Ex Gratia And Settlement Payments
These discretionary payments need careful documentation. In addition to tax and super considerations, settlement terms should address confidentiality, non-disparagement, return of property, and mutual releases. As noted, see the employer-focused guide to ex gratia payments for context.
Essential Documents To Manage Lump Sum Payments
You can reduce risk and confusion by having the right documents in place before and during a lump sum scenario:
- Employment Contract: Sets out notice periods, bonus or commission rules, and any leave loading.

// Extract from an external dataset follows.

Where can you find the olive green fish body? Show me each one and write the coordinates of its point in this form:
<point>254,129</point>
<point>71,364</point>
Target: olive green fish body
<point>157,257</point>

Clear terms help avoid disputes at exit.
- Workplace Policies: A staff handbook or policies can cover leave management, cashing out leave, resignations and performance processes.
- Redundancy/Termination Letters: Written notice of termination, reasons (where appropriate), and a breakdown of final entitlements.
- Separation Agreement or Deed of Release: For negotiated exits or settlements, a Deed of Release documents the lump sum, mutual releases and post-employment obligations.
- Calculation Worksheets: Internal records showing how you arrived at each component (leave balances, redundancy, notice).
- Payroll/Pay Advice: Itemised payslips with the right STP labels and categories.
If you’re ever unsure whether a lump sum attracts super or how to classify it in payroll, comparing it to Ordinary Time Earnings and checking your position on super on termination payments are practical first steps.
Practical Tips To Stay Compliant (And Avoid Disputes)
- Plan the exit process: For terminations and redundancies, map your steps before you act. Build in time for consultation where required.
- Check the correct instrument: Confirm whether an award or enterprise agreement applies and follow it precisely.
- Be consistent: Apply your policies consistently to reduce claims of unfair treatment.
- Document everything: Keep a paper trail of calculations, communications and approvals - especially for cashing out leave and ex gratia arrangements.
- Use clear, neutral language: Letters and emails should be factual and respectful. Avoid commentary that could be misread in a later dispute.
- Close out access and obligations: In settlement scenarios, address return of property, confidentiality and non-disparagement as part of the agreement.
- Double-check your final pay: Before processing, compare your checklist against a trusted resource on calculating final pay to catch common omissions.
Key Takeaways
- “Employer lump sum payments” covers several different items - from notice in lieu and leave payouts to redundancy, bonuses, backpay and ex gratia - and each has different tax, super and reporting rules.
- Classify the payment first, then confirm the legal basis (contract, award, law) before you calculate. This drives how you treat it for super and STP.
- Final pay usually includes outstanding wages, unused annual leave, and sometimes long service leave, payment in lieu, and redundancy where applicable.
- Whether a lump sum attracts super depends on whether it’s Ordinary Time Earnings - check your position carefully on items like notice in lieu and bonuses.
- For negotiated exits or settlements, use a clear written agreement such as a Deed of Release and keep thorough records of calculations and approvals.
- Accurate categorisation and itemised payslips reduce the risk of disputes or compliance issues and make STP reporting straightforward.